We are persuaded by the evidence that Respondent’s use of contested <middletownstatefarm.com> domain name, as alleged in the Complaint, disrupts Complainant’s business. Under Policy ¶ 4(b)(iii), this stands as proof of Respondent’s bad faith in registering and using the domain name. See, for example, Health Republic Insurance Company v. Above.com Legal, FA1622088 (Forum July 10, 2015):
The use of a domain name’s resolving website to host links to [the websites of] competitors of a [UDRP] complainant shows intent to disrupt that complainant’s business, thereby showing bad faith in use and registration [of the domain name] under Policy ¶ 4(b)(iii).
We are also convinced by the evidence that Respondent knew of Complainant’s rights in the STATE FARM mark at the time of its registration of the disputed <middletownstatefarm.com> domain name. This further demonstrates Respondent’s bad faith in registering it. See, for example, AutoZone Parts, Inc. v.
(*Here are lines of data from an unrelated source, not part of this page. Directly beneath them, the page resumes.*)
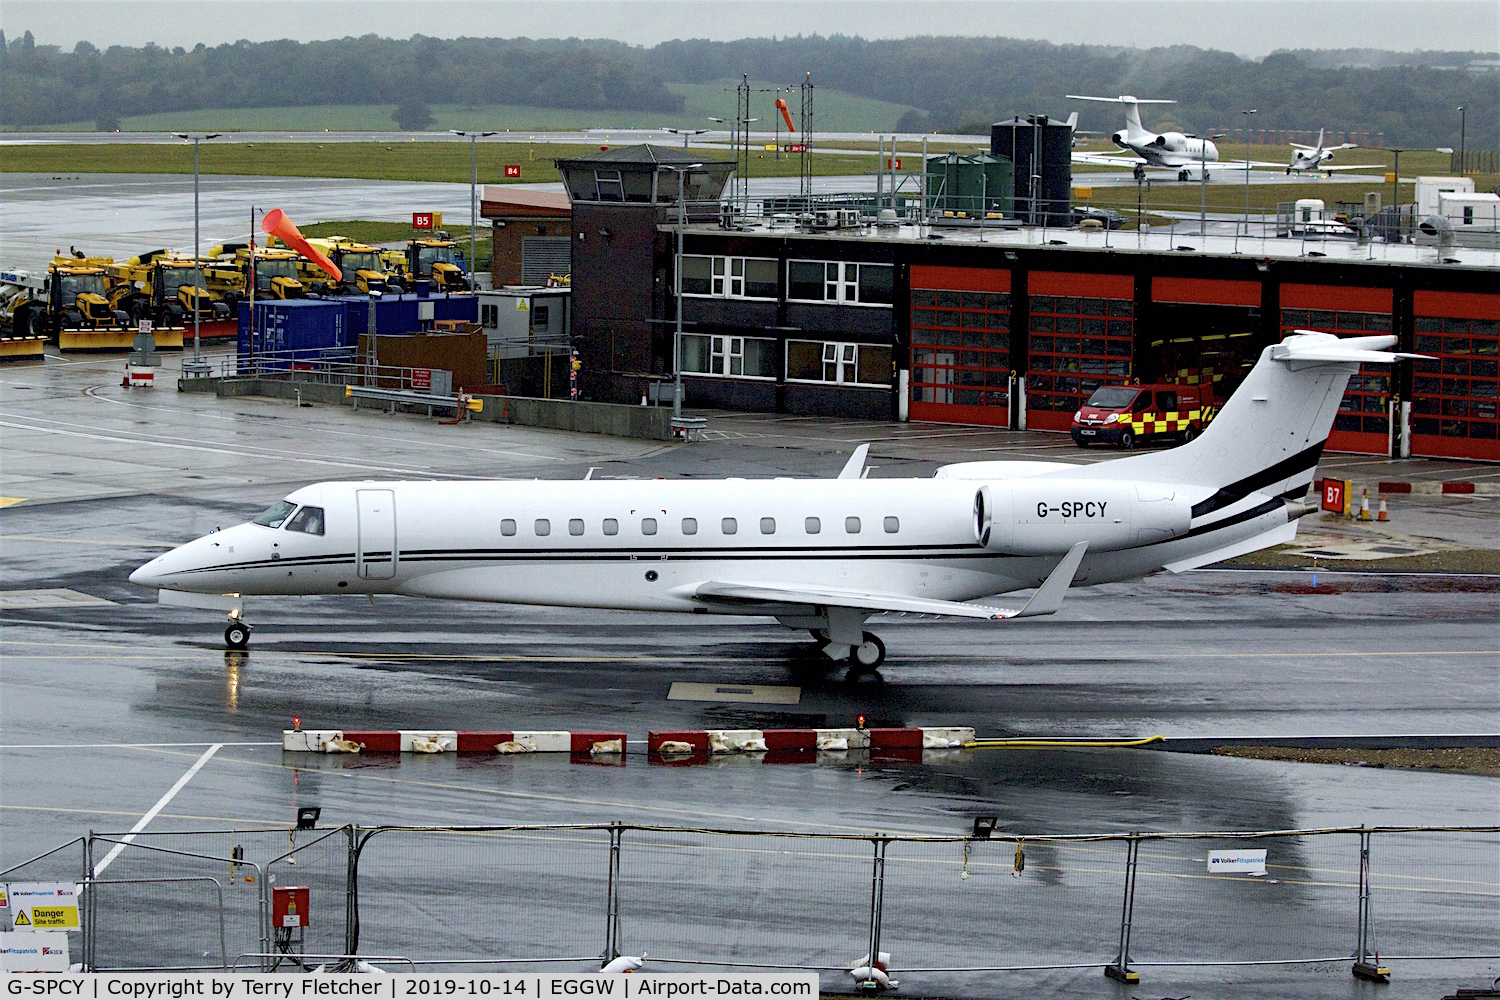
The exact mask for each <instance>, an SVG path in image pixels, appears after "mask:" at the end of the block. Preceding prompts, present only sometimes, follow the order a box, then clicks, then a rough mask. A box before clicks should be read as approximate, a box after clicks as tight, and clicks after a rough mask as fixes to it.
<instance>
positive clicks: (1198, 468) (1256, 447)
mask: <svg viewBox="0 0 1500 1000" xmlns="http://www.w3.org/2000/svg"><path fill="white" fill-rule="evenodd" d="M1391 346H1395V337H1394V336H1382V337H1350V339H1346V340H1340V339H1338V337H1335V336H1334V334H1329V333H1316V331H1311V330H1298V331H1296V333H1295V334H1292V336H1289V337H1287V339H1286V340H1283V342H1281V343H1275V345H1271V346H1268V348H1266V349H1265V351H1262V352H1260V360H1259V361H1257V363H1256V367H1254V369H1251V372H1250V375H1248V376H1247V378H1245V381H1244V382H1242V384H1241V387H1239V388H1238V390H1235V394H1233V396H1230V399H1229V402H1226V403H1224V406H1223V409H1220V412H1218V415H1217V417H1215V418H1214V421H1212V423H1211V424H1209V426H1208V427H1205V429H1203V433H1202V435H1199V436H1197V438H1196V439H1193V441H1190V442H1188V444H1185V445H1182V447H1178V448H1170V450H1167V451H1155V453H1148V454H1137V456H1130V457H1125V459H1118V460H1115V462H1101V463H1097V465H1091V466H1085V468H1079V469H1070V471H1068V472H1065V474H1061V475H1065V477H1067V478H1080V480H1082V478H1101V480H1104V478H1109V480H1115V478H1131V480H1143V481H1154V483H1179V484H1184V486H1203V487H1211V489H1214V490H1215V493H1212V495H1211V496H1208V498H1206V499H1203V501H1200V502H1197V504H1196V505H1194V507H1193V516H1194V519H1197V517H1202V516H1203V514H1208V513H1211V511H1215V510H1221V508H1224V507H1229V505H1232V504H1236V502H1239V501H1241V499H1245V498H1247V496H1250V495H1253V493H1259V495H1269V496H1277V498H1283V499H1298V498H1302V496H1305V495H1307V490H1308V487H1310V486H1311V483H1313V472H1314V469H1317V463H1319V459H1320V457H1322V454H1323V445H1325V442H1326V441H1328V433H1329V430H1331V429H1332V427H1334V417H1335V415H1337V414H1338V405H1340V402H1341V400H1343V397H1344V387H1346V385H1349V378H1350V376H1352V375H1355V373H1356V372H1359V366H1361V364H1389V363H1392V361H1395V360H1397V358H1412V357H1421V355H1415V354H1395V352H1389V351H1386V348H1391Z"/></svg>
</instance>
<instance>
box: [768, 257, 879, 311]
mask: <svg viewBox="0 0 1500 1000" xmlns="http://www.w3.org/2000/svg"><path fill="white" fill-rule="evenodd" d="M894 276H895V268H892V267H891V265H889V264H858V262H855V261H787V264H786V298H787V300H789V301H820V303H843V304H850V306H889V304H891V303H892V301H894V295H892V288H894Z"/></svg>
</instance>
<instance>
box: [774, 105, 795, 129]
mask: <svg viewBox="0 0 1500 1000" xmlns="http://www.w3.org/2000/svg"><path fill="white" fill-rule="evenodd" d="M775 109H777V111H780V112H781V117H783V118H786V127H787V130H789V132H796V126H795V124H792V109H790V108H787V106H786V100H784V99H783V97H777V99H775Z"/></svg>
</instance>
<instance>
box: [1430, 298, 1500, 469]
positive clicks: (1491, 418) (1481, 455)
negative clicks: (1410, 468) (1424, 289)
mask: <svg viewBox="0 0 1500 1000" xmlns="http://www.w3.org/2000/svg"><path fill="white" fill-rule="evenodd" d="M1412 306H1413V313H1415V319H1416V337H1415V340H1416V345H1415V346H1416V352H1418V354H1430V355H1433V357H1431V360H1421V361H1413V363H1412V364H1413V376H1412V454H1421V456H1428V457H1445V459H1479V460H1485V462H1500V429H1497V414H1496V399H1497V372H1496V361H1497V360H1500V295H1485V294H1478V292H1416V294H1415V295H1413V301H1412Z"/></svg>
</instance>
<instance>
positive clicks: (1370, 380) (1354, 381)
mask: <svg viewBox="0 0 1500 1000" xmlns="http://www.w3.org/2000/svg"><path fill="white" fill-rule="evenodd" d="M1391 307H1392V294H1391V289H1389V288H1349V286H1344V285H1290V283H1289V285H1283V286H1281V336H1283V339H1286V337H1287V334H1292V333H1295V331H1298V330H1317V331H1320V333H1334V334H1338V336H1341V337H1365V336H1373V334H1383V333H1391ZM1392 405H1394V396H1392V391H1391V366H1388V364H1376V366H1368V364H1367V366H1362V367H1361V369H1359V375H1356V376H1353V378H1352V379H1349V388H1347V390H1344V400H1343V402H1341V403H1340V406H1338V417H1335V418H1334V430H1332V432H1329V435H1328V448H1329V450H1331V451H1358V453H1362V454H1386V456H1389V454H1391V451H1392V445H1394V438H1392V427H1394V423H1392V411H1391V408H1392ZM1395 420H1400V412H1398V414H1395Z"/></svg>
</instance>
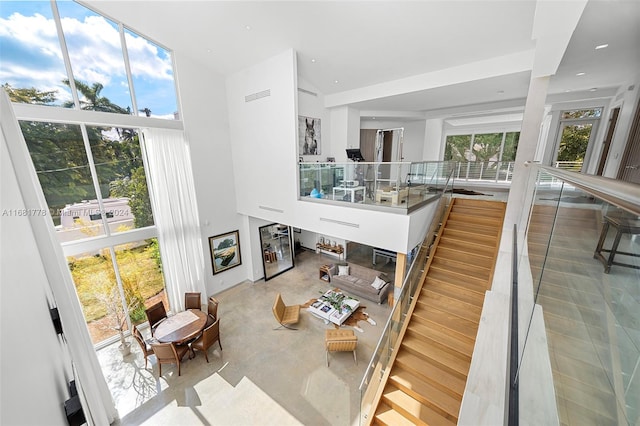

Ken Belden, FA 1815011 (Forum December 24, 2018):
The Panel here finds that Respondent did have actual knowledge of Complainant’s mark [at the time it registered a confusingly similar domain name], [thus] demonstrating bad faith registration and use [of the domain name] under Policy ¶ 4(a)(iii).
The Panel thus finds that Complainant has met its obligations of proof under
Policy ¶ 4(a)(iii).
Complainant having established all three elements required to be proven under the ICANN Policy, the Panel concludes that the relief requested must be, and it is hereby, GRANTED.
Accordingly, it is Ordered that the <middletownstatefarm.com> domain name be TRANSFERRED forthwith from Respondent to Complainant.